You can become soul mates with your spouse. You can have the marriage of your dreams. I know it’s true because it has happened with Karen and me.
Karen and I dated for four years before we got married, but our relationship barely survived to our wedding day. And we almost divorced within a few years after that. Our marriage was unhealthy for several painful years.
But today, Karen is the love of my life and my best friend. She is my soul mate. Unfortunately, the concept of a soul mate in our current society is one that sets up many couples for failure. I want to expose three dangerous soul mate myths.
Myth One: My soul mate will be just like me. We dream of someone out there who is perfect for us and matches up with us like pieces of a puzzle. The online dating world fosters this myth. It promises people compatibility.
But even if you and your spouse seem to match up in every category, you’re still very different people. Compatibility is based on character and values—not sameness.

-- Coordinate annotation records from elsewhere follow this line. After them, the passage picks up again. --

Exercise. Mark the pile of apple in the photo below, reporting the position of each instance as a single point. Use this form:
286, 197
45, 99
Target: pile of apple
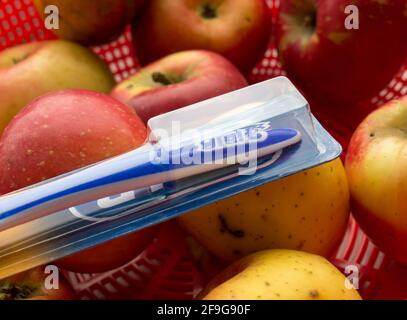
60, 110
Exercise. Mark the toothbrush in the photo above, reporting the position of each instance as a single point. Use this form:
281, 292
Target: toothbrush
152, 164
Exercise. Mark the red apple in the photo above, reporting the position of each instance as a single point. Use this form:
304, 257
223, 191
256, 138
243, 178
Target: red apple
177, 81
64, 131
239, 30
333, 64
91, 22
377, 173
30, 70
119, 252
30, 285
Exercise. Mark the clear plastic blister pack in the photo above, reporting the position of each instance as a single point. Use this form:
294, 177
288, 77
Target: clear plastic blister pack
41, 239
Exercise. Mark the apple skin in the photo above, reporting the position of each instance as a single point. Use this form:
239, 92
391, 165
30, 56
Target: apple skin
92, 22
34, 279
280, 275
63, 131
177, 81
239, 30
120, 251
31, 70
308, 211
337, 66
377, 175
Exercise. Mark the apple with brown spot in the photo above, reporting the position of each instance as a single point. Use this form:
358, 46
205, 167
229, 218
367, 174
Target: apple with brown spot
63, 131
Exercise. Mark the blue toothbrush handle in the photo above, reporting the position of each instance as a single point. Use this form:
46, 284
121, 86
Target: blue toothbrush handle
146, 166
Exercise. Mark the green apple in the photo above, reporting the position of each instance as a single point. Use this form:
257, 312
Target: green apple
31, 70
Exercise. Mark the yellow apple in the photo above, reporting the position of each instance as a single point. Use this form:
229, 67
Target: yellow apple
31, 70
281, 275
308, 211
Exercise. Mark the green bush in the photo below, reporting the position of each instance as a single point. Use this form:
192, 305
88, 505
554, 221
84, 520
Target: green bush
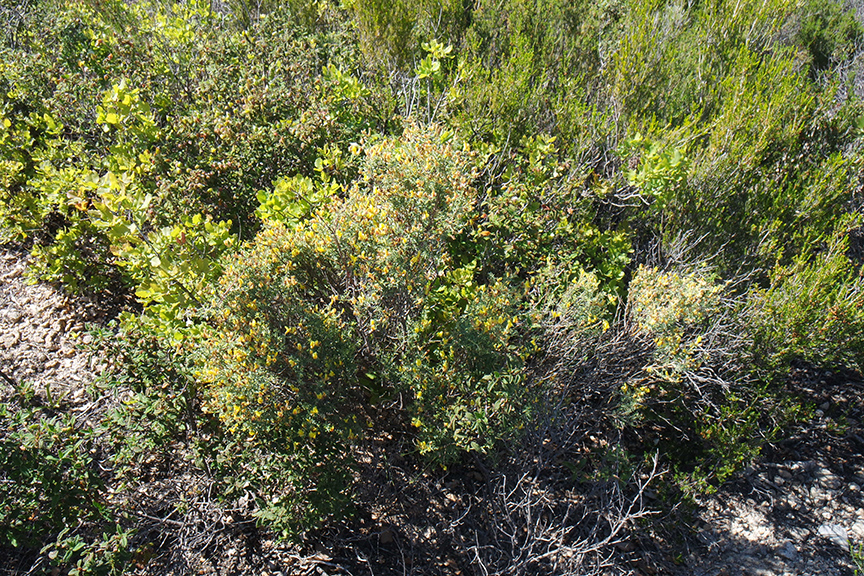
52, 497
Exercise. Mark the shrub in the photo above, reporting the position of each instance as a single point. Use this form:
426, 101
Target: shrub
52, 497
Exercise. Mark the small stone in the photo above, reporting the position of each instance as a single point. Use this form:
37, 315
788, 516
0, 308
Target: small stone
836, 534
789, 551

The truth is that your perfect soul mate will be very different from you, and if you’re not prepared for these differences your marriage will see conflict.

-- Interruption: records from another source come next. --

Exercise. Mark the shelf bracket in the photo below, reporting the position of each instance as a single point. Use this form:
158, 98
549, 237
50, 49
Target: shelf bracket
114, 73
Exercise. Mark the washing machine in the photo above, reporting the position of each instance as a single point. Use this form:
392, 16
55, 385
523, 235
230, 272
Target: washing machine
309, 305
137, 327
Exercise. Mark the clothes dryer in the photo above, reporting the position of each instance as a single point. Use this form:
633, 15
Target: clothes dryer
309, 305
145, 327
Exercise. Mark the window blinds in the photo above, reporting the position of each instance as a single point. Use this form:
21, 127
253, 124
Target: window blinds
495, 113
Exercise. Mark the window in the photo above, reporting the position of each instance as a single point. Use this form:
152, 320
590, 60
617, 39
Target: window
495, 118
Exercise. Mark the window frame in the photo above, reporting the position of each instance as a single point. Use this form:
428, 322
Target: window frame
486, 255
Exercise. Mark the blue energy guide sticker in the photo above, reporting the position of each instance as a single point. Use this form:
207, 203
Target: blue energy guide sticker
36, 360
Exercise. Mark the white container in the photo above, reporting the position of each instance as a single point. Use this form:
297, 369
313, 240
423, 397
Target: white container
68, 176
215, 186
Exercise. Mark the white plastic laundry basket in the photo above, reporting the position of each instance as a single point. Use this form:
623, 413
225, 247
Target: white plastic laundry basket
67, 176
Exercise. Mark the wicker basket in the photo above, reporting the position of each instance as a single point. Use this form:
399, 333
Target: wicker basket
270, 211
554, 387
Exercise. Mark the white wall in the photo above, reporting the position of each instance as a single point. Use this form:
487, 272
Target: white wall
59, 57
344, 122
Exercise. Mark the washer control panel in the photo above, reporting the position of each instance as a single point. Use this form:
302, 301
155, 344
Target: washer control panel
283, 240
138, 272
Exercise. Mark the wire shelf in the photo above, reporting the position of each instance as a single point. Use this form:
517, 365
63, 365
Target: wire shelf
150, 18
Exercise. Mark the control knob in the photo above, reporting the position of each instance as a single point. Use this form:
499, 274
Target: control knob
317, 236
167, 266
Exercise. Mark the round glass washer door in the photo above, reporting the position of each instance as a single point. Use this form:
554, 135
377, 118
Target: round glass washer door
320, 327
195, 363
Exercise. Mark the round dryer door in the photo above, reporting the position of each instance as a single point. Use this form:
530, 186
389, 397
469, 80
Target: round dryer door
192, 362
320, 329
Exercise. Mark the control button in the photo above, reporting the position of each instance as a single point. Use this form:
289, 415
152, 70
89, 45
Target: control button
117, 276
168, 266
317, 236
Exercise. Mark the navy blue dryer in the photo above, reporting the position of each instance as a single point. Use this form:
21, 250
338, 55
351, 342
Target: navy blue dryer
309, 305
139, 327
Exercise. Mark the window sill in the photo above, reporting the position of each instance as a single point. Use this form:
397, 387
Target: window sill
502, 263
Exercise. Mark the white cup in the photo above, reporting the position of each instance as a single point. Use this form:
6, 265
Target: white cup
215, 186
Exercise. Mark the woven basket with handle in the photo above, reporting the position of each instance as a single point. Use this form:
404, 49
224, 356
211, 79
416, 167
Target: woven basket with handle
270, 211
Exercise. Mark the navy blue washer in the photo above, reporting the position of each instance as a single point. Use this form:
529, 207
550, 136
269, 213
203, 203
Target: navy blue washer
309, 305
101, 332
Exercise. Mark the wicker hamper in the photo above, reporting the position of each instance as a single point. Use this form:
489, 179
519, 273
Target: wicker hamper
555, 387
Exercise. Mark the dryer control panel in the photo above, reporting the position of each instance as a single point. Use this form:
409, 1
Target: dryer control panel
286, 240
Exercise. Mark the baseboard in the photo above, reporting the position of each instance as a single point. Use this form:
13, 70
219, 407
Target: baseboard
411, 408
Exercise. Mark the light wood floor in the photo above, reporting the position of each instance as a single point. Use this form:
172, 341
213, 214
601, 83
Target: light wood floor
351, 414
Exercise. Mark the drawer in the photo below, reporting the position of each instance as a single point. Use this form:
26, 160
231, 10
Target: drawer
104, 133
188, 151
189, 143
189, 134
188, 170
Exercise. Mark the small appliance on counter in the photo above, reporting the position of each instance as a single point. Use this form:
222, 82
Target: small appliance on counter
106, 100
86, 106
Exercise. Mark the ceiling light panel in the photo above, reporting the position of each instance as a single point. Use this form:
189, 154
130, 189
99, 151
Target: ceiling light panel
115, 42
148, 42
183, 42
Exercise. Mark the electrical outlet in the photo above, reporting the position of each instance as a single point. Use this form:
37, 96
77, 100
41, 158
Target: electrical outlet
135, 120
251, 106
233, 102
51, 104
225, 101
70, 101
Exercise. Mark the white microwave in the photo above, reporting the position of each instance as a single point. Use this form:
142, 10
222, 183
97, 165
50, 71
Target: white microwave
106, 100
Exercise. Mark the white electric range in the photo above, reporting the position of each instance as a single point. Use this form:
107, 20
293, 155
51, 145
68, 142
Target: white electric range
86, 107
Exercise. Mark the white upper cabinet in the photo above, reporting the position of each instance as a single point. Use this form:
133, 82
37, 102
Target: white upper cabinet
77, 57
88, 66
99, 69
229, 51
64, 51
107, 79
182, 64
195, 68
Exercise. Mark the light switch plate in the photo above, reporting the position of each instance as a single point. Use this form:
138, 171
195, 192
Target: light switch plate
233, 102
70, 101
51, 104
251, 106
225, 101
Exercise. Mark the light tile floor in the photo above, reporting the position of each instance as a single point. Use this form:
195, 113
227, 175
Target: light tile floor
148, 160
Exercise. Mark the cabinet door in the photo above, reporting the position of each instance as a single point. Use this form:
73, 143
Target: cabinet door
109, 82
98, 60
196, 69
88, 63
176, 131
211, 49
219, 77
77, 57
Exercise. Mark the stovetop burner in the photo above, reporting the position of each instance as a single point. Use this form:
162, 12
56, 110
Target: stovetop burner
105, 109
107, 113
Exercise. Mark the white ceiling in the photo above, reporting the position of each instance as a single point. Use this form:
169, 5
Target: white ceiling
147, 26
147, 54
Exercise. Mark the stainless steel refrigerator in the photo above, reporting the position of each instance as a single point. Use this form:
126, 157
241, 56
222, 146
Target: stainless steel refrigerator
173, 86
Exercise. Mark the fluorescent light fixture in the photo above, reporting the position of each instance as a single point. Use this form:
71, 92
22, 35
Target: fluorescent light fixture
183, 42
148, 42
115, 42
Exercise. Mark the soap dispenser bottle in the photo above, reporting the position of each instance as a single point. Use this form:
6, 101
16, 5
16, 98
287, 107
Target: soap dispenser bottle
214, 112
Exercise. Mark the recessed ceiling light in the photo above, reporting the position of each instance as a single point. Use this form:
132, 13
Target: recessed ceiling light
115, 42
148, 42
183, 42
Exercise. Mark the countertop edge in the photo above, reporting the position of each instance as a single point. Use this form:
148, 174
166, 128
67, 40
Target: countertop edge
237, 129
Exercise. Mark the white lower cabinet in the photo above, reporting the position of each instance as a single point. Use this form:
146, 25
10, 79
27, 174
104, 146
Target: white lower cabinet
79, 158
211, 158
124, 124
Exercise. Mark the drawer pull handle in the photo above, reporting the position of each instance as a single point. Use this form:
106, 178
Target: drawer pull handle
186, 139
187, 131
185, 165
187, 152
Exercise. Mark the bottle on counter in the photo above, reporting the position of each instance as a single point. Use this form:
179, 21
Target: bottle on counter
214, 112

Myth Two: My soul mate and I will never have big problems. This sets couples up for major disappointment. Every couple will have issues they have to work through in marriage. Pre-marital counseling and shared values minimize these conflicts, but big issues still exist.
Why is it so important to anticipate problems? If you are coasting through life thinking everything’s great and feeling positive about your marriage, what happens the first time a negative situation occurs? You’ll be devastated. The devil will whisper “you married the wrong person” into your ear.

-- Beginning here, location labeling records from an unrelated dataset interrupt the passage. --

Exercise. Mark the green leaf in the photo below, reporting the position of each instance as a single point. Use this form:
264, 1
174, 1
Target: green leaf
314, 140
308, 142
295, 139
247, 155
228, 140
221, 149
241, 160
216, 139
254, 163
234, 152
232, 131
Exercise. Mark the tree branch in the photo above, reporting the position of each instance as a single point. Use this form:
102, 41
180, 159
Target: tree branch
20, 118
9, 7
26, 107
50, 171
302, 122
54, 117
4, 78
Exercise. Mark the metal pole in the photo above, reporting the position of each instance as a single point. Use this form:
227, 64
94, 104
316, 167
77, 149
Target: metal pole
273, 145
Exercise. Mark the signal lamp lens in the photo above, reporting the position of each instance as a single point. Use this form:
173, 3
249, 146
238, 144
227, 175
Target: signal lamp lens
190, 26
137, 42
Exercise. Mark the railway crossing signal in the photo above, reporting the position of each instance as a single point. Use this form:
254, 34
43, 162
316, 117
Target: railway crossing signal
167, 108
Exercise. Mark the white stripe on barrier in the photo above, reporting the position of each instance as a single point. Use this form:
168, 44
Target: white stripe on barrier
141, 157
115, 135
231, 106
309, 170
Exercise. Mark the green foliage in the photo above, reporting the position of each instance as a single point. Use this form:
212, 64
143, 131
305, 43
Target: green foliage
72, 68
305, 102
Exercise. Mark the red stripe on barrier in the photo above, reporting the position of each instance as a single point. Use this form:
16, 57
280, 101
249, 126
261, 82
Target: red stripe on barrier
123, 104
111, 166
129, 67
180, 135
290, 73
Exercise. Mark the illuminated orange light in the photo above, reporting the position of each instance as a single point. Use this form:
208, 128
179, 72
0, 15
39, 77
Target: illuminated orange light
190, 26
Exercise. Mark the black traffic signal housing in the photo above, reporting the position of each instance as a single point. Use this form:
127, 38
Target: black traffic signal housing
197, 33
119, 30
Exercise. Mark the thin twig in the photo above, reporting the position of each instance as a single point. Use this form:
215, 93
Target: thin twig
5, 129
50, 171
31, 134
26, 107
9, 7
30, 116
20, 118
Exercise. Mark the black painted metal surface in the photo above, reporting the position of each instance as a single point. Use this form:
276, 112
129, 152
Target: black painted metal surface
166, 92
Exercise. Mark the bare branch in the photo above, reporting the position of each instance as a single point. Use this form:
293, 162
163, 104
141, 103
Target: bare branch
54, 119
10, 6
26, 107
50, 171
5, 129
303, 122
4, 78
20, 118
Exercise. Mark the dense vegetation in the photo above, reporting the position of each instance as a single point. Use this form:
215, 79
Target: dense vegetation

The greatest marriages aren’t the ones where everything always goes right, but where two committed believers roll up their sleeves and fight through their adversity. Soul mates aren’t born. They’re made in the trenches of life.
Myth Three: My soul mate will always make me happy and meet my needs. No one person can always make me happy. The basis of my happiness—and your happiness—is God. Only God can meet our deepest needs.
Karen can make me happy quite often. But not all the time. When you put the responsibility for your happiness on a single person, you set up that person for failure.
The basis of my personal happiness is not Karen Evans. It is Jesus Christ.
How can you turn your spouse into your soul mate? First, you must choose empathy—understanding and entering into another person’s feelings. By putting yourself in their shoes, you become more sensitive.
Second, you must choose generosity. Give your spouse kindness, attention, communication. Invest in your spouse and your marriage will flourish.
Finally, choose to prioritize your spouse. Your marriage only works if comes first—above your work, children, church, or hobbies. Only your relationship with God should rank above your marriage in priority.
Don’t fall for the soul mate myths. Open up your soul to your spouse and begin the process of becoming each other’s soul mates.